The system is designed to be programmed by the office-dwellers themselves; no need to call an electrician or CAT-5 installer whenever one wants to pop in a new power outlet or drop in some fresh cable.
By pointing and clicking what looks like a slender TV remote with an infrared sensor at one end, Hillis "introduces" a wall switch to an overhead light, then a thermostat. He then flips the wall switch, and the selected elements turn on.
"The idea is to create programmable space, a peer-to-peer network of tools," says Hillis. "Instead of relying on a central building controller, you just introduce the client device to the switch, and say, 'Guys, talk amongst yourselves for a while.'"
An early user test is under way at an Urban Outfitters retail store in Manhattan. Herman Miller plans to launch the product later in 2005.
We walk through a series of curving white hallways punctuated with oddities -- remnants of spaceships over here, posters from turn-of-the-century traveling magic shows over there. We enter a dark room that vibrates with a quiet, electronic purr.
In the middle stands a table covered with a vivid, full-color map bathed in light from an overhead projector.
"This is something I've always dreamed about," says Hillis, grinning widely. "I always loved big paper maps I could spread out on a table, but later I loved computer screens because you can make them dance for you. This combines both."
He taps the map surface and sweeps his hands apart, as if he's swimming. The Earth zooms closer. North America becomes California, then Los Angeles, then we see tiny parking spaces with human silhouettes. He drags a finger, and the map sweeps east; he drags it another direction, and the world follows.

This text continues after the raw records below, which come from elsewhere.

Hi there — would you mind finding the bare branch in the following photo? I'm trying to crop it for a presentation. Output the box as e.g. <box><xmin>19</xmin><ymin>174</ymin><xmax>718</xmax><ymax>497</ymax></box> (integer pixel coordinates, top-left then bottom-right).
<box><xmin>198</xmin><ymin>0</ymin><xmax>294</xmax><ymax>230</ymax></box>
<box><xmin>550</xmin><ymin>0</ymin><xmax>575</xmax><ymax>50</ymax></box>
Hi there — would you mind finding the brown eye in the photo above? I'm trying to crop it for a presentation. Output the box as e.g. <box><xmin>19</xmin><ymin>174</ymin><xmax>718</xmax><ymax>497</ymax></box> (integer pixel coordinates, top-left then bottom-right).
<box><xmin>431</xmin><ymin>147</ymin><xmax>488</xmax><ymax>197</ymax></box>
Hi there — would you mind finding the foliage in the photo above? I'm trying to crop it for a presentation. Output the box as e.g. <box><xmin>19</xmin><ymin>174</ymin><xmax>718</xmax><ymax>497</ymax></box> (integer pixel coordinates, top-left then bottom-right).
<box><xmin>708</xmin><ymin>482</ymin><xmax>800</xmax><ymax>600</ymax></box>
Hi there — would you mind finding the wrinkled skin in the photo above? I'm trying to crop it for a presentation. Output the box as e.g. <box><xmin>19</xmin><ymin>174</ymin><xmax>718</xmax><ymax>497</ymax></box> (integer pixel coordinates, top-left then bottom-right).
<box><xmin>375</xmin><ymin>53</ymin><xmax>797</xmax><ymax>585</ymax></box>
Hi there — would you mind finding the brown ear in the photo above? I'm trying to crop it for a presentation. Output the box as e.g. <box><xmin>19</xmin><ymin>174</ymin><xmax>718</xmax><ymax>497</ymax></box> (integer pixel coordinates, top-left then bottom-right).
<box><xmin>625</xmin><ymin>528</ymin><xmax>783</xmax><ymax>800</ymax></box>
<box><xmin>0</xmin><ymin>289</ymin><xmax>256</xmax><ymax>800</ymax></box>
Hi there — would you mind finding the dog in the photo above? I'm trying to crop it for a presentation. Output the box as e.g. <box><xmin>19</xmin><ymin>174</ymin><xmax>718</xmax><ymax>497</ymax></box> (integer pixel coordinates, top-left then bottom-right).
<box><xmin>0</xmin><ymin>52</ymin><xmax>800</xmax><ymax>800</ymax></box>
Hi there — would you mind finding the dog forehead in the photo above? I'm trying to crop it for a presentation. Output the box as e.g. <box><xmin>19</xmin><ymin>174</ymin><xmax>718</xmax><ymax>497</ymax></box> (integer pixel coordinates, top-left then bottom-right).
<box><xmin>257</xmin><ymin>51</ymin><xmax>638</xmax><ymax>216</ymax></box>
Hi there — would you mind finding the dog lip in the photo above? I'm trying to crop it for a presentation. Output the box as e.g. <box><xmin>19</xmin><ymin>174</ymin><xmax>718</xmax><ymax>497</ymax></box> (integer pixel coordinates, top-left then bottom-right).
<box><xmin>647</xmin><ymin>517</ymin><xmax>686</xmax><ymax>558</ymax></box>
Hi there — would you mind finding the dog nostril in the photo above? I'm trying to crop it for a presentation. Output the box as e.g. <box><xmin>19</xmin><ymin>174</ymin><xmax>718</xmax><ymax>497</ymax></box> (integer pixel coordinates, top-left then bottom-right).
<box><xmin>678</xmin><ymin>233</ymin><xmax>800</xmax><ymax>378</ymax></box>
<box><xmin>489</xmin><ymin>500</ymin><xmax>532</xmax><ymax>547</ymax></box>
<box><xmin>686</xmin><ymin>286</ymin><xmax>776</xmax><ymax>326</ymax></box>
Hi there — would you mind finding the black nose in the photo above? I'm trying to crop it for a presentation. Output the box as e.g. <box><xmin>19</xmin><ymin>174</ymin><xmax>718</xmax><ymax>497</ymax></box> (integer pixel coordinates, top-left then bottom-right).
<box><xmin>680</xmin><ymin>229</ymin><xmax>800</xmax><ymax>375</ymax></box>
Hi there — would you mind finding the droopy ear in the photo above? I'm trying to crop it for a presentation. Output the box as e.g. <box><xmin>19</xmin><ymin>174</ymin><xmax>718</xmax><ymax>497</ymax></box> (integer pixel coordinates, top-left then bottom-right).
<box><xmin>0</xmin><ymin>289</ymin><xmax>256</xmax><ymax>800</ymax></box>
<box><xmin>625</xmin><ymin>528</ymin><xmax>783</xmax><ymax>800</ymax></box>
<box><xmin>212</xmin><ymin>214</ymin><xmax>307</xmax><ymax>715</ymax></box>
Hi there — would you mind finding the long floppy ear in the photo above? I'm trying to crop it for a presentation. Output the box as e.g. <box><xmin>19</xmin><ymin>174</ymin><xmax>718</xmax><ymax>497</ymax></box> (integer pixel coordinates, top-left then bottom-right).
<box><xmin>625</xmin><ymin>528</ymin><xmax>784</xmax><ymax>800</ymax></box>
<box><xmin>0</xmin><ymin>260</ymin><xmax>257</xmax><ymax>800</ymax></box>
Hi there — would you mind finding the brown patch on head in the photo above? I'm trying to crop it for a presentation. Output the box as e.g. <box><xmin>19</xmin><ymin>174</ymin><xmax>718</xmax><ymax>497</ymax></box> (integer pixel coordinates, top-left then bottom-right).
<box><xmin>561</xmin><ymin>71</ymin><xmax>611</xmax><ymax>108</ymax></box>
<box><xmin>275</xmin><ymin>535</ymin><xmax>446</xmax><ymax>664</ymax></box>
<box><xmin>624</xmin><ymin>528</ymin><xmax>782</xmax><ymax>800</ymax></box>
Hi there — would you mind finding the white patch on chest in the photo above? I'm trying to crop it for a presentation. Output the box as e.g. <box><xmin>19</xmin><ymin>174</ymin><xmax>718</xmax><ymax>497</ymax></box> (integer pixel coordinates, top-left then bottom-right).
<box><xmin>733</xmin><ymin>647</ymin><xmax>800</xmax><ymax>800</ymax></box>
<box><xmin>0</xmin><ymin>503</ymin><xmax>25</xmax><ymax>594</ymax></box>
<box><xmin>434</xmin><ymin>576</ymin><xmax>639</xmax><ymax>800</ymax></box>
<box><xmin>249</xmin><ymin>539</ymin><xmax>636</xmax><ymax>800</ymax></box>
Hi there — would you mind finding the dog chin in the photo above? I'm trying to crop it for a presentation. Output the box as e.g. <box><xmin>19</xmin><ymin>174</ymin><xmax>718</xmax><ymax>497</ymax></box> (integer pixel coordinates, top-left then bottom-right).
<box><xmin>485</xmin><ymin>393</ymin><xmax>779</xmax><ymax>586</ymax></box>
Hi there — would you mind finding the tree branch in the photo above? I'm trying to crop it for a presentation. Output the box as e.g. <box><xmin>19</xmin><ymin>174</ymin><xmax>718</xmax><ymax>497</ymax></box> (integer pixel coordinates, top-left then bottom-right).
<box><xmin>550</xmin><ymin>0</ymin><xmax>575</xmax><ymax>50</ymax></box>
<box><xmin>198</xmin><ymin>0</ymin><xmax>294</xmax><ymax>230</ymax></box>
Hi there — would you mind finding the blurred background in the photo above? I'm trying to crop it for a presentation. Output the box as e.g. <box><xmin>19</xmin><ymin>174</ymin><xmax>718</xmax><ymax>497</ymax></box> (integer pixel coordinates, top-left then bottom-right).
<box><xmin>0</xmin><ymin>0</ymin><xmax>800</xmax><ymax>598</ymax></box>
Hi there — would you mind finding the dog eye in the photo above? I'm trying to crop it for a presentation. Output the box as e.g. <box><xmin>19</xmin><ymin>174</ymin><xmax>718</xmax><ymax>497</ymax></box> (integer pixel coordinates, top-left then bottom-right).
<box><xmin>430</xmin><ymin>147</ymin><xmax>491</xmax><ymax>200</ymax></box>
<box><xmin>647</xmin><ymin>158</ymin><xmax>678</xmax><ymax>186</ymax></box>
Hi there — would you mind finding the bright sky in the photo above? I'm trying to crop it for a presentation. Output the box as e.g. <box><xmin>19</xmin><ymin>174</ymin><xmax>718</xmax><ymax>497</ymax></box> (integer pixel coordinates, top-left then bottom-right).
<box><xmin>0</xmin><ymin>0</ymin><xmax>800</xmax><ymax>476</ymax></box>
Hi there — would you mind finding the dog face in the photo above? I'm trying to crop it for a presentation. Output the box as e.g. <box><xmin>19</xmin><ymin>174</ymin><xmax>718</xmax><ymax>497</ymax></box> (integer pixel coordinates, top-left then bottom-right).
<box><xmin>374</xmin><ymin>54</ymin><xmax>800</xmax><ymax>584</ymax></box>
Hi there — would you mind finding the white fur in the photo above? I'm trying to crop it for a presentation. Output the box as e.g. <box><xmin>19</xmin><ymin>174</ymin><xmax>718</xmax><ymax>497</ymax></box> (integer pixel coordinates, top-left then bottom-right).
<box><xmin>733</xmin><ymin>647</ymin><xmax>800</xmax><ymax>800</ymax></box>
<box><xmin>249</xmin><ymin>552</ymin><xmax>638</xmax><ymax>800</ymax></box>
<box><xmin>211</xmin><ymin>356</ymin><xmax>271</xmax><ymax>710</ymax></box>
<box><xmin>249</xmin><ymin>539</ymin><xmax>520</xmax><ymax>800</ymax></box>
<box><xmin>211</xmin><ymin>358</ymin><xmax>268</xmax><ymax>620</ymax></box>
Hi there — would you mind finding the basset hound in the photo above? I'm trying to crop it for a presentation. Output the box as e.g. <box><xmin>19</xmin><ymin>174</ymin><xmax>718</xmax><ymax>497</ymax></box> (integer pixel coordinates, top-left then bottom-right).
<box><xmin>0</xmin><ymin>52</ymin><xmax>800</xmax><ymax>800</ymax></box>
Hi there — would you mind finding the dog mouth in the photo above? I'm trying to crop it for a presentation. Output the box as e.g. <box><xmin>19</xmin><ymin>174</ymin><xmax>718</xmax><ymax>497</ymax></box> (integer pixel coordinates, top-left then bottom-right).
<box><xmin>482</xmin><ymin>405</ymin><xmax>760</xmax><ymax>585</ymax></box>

Both hands scoop together, and we fly back out again. He squeezes the world into a ball and spins it. He pauses, and looks up at me.

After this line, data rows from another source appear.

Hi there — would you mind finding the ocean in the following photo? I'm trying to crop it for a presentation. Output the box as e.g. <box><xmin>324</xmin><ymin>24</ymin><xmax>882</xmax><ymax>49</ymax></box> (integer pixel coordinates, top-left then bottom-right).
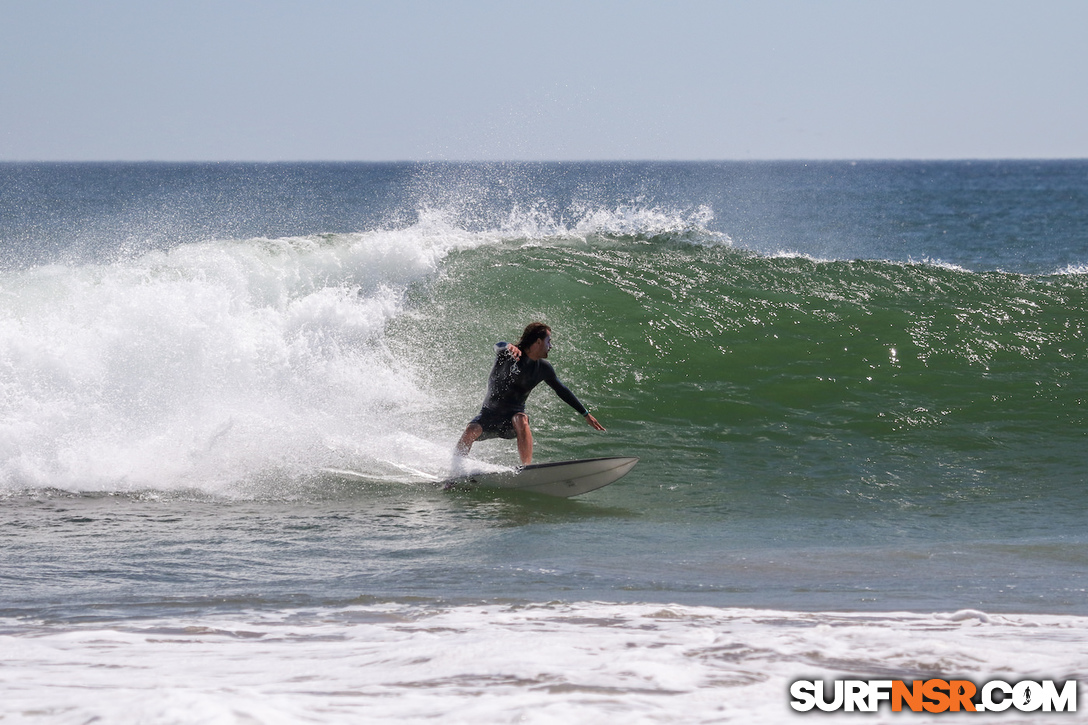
<box><xmin>0</xmin><ymin>161</ymin><xmax>1088</xmax><ymax>724</ymax></box>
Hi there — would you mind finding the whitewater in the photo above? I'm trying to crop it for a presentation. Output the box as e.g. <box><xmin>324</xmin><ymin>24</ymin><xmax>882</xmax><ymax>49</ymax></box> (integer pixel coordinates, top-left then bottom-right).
<box><xmin>0</xmin><ymin>162</ymin><xmax>1088</xmax><ymax>723</ymax></box>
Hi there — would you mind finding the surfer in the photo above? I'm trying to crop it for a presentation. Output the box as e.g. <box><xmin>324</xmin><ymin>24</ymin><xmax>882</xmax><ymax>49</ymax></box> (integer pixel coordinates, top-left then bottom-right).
<box><xmin>457</xmin><ymin>322</ymin><xmax>604</xmax><ymax>466</ymax></box>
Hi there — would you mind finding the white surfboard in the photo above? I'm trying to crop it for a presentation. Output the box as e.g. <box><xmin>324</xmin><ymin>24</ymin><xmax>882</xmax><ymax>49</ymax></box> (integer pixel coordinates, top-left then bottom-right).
<box><xmin>442</xmin><ymin>457</ymin><xmax>639</xmax><ymax>499</ymax></box>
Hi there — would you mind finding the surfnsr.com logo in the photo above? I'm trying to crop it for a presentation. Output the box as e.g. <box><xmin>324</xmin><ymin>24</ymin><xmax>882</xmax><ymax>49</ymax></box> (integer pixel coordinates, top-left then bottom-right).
<box><xmin>790</xmin><ymin>679</ymin><xmax>1077</xmax><ymax>712</ymax></box>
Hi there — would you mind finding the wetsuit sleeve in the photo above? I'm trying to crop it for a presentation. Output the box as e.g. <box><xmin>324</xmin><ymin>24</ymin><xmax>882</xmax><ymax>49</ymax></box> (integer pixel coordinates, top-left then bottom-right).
<box><xmin>544</xmin><ymin>365</ymin><xmax>589</xmax><ymax>416</ymax></box>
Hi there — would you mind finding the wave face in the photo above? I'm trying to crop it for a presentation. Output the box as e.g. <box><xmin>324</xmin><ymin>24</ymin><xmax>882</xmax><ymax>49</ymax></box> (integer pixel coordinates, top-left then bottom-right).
<box><xmin>0</xmin><ymin>164</ymin><xmax>1088</xmax><ymax>512</ymax></box>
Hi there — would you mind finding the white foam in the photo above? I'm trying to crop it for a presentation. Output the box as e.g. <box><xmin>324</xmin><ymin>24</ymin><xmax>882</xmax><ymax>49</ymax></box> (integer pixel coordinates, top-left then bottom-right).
<box><xmin>0</xmin><ymin>226</ymin><xmax>481</xmax><ymax>492</ymax></box>
<box><xmin>0</xmin><ymin>603</ymin><xmax>1088</xmax><ymax>723</ymax></box>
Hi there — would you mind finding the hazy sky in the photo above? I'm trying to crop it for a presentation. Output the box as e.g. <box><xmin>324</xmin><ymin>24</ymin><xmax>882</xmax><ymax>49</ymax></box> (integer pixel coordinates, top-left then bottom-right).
<box><xmin>0</xmin><ymin>0</ymin><xmax>1088</xmax><ymax>161</ymax></box>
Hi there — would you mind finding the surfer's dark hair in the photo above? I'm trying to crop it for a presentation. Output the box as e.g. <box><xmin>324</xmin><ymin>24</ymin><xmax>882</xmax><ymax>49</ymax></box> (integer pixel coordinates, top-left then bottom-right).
<box><xmin>518</xmin><ymin>322</ymin><xmax>552</xmax><ymax>353</ymax></box>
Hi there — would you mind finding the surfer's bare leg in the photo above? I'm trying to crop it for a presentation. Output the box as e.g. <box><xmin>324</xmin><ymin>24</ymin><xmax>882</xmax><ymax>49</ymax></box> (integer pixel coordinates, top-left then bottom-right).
<box><xmin>512</xmin><ymin>413</ymin><xmax>533</xmax><ymax>466</ymax></box>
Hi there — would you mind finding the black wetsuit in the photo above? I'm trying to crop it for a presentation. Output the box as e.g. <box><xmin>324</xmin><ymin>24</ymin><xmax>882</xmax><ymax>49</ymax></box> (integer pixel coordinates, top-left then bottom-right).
<box><xmin>472</xmin><ymin>343</ymin><xmax>588</xmax><ymax>441</ymax></box>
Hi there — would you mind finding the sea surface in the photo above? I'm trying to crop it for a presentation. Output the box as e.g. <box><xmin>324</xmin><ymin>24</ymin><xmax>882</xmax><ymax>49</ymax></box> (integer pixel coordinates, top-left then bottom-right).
<box><xmin>0</xmin><ymin>161</ymin><xmax>1088</xmax><ymax>725</ymax></box>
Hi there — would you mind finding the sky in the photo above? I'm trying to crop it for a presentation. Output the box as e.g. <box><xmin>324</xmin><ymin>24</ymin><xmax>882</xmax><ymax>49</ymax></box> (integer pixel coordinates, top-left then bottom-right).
<box><xmin>0</xmin><ymin>0</ymin><xmax>1088</xmax><ymax>161</ymax></box>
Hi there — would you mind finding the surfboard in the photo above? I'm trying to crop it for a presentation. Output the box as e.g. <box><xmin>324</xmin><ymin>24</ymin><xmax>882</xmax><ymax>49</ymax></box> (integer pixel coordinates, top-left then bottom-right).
<box><xmin>441</xmin><ymin>456</ymin><xmax>639</xmax><ymax>499</ymax></box>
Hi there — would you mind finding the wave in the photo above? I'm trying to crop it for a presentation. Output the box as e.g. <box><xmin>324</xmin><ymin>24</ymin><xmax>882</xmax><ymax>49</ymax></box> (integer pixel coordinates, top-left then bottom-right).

"Your mouth is dropping open!" he laughs.
A few paces away, Hillis demos another high-tech map table -- at the flick of a button, this one bursts into life. Mountains rise up, valleys drop down, seas flatten. Underneath the map's synthetic material surface, a system of pins raise or lower in groups to dynamically form shapes.
I pet a mountain, then trace down a bumpy ravine with my index finger, and caress a smooth riverbed. My jaw remains open. The "Earth" feels alive.
Hillis explains that this device is called the 2.5-D display, and was developed with Northrop Grumman.
"They've used the first ones internally," Hillis shrugs. "We don't know what we're going to do with it yet."
While such projects may create involuntary jaw-dropping in visitors like me, one thing Ferren and Hillis won't be applying their minds to is their own list of shared accomplishments.
"The last thing I think about is my legacy," says Ferren. "I never have enough time in the day to think about what's possible. Where do people find the time to sit around and stew over what they've already done?"